Saturday, I’m out of here. In three days.

Part of me feels like I’m not ready. Even though I want out of this hellhole, the problem is where I’m going after this. I’m almost considering stabbing somebody in here just so I don’t have to go back to Gun Creek and face Cassie and Sheriff King.

Guard Ramsay is sitting across from me, a fifty-something weed of a guy with thick glasses perched on his nose and liver spots on his hands. He looks as bad as I feel, and that’s saying something.

This place’ll break you if you let it, or if they keep you here for long enough. My sentence for felony DUI causing injury was nineteen years, so the fact they’re paroling me now is a fucking miracle. I haven’t even served half my sentence.

As far as luck goes, I’m pretty much all out, but the one glimmer of hope in my case was the fact that, even though my dumb, drugged-out ass plowed off the road and into the creek at high speed, with an unrestrained passenger, I had a clean record. No priors.

Sheriff King pushed and pushed the courts to give me the maximum sentence, and I don’t blame the guy. Technically I killed his wife, but she’s still locked in some vegetative state where she can’t eat or speak or do anything. She can’t even kill herself to escape what I did to her. She’s just a bag of bones now, bedsores and bedpans, because I was dumb enough to get behind the wheel, drunk and high, and fly down the highway.

Guard Ramsay clears his throat, looking at me over the Coke-bottle-thick glasses he’s wearing as he takes a bite of his sandwich and chews. “You got something on your mind, boy?”
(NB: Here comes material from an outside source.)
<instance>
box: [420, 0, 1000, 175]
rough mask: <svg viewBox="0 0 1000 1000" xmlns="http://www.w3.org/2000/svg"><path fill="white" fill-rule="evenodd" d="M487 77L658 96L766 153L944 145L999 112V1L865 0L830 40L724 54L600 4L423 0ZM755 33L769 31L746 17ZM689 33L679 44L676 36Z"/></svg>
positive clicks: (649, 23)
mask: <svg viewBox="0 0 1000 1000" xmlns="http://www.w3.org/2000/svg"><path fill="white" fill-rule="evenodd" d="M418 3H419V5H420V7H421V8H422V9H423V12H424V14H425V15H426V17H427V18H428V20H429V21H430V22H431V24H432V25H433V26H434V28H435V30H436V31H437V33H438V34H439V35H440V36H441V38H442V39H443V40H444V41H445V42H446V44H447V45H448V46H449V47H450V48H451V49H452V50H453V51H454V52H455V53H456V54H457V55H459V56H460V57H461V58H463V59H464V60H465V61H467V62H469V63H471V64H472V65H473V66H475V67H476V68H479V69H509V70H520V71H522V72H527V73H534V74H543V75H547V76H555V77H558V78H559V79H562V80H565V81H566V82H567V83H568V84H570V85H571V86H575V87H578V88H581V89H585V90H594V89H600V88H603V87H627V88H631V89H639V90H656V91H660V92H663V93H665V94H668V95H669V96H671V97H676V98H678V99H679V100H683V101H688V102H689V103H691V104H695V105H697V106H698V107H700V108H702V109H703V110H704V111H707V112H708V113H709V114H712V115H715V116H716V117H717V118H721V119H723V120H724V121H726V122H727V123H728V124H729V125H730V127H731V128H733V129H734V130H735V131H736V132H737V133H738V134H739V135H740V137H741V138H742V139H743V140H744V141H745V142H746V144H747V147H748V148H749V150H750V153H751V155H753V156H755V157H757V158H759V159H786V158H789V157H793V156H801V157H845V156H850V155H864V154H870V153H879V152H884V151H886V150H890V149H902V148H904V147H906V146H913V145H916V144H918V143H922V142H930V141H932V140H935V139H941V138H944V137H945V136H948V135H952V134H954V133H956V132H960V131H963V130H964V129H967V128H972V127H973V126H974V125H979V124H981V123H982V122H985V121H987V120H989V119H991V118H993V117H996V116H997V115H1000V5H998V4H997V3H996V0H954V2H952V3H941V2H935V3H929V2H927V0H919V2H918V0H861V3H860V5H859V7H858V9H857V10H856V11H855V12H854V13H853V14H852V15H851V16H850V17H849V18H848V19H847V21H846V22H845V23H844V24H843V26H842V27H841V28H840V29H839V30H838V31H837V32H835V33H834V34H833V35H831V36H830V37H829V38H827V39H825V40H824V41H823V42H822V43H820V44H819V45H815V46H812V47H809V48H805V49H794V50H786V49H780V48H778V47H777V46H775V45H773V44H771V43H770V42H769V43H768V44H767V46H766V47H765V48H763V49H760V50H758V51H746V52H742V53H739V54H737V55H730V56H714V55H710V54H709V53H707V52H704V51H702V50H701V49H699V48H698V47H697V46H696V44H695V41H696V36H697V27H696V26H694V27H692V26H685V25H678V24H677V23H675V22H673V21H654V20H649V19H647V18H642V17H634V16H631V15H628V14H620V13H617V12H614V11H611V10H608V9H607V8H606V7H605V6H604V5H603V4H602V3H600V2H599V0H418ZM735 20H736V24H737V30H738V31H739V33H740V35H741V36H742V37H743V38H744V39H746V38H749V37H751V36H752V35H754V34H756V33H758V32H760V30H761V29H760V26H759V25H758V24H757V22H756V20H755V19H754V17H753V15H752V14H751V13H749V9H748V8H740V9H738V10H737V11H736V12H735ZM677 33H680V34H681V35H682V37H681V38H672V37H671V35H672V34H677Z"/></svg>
I shake my head. “No, sir.”

He leans back in his chair and takes his glasses off, rubbing the bridge of his nose. He looks dead tired. He’s old for his age. Old and worn out from being in a place like this. His sandwich smells like greasy, old lunchmeat.

“Have you read through the conditions of your parole?” he asks.

I nod, scrubbing my hand across my face. The razors in here are always fucking blunt. There’s no point shaving when you’re still left with a five-o-clock shadow, but by the same token, if you don’t shave every day you end up with a bushy fucking beard on your face. Nobody wants any more hair than absolutely necessary here. I’ve seen guys with pieces of scalp missing because they wouldn’t give up their cigarettes and someone decided to rip their hair out of their skull.

“You go home. You get a job. You check in with the sheriff’s department every week. And if you don’t, son, your ass is gonna be back in that cell so damn fast, you’ll think you dreamed getting out of this shithole.”

I nod, clenching and unclenching my fist.

“Most people in your position would be a damn sight more excited right about now,” Ramsay says.

I shrug. “Most people didn’t kill the Sheriff’s wife.”

The blood drains from Ramsay’s face as he glances down at the papers in front of him. “Says here you’re in for DUI and bodily harm. Not murder.”

“Wasn’t murder. And she’s not dead. Not yet, anyway.”

“What the hell kind of statement is that, boy? You threatening that she might die if you go home? You got a grudge against this woman?”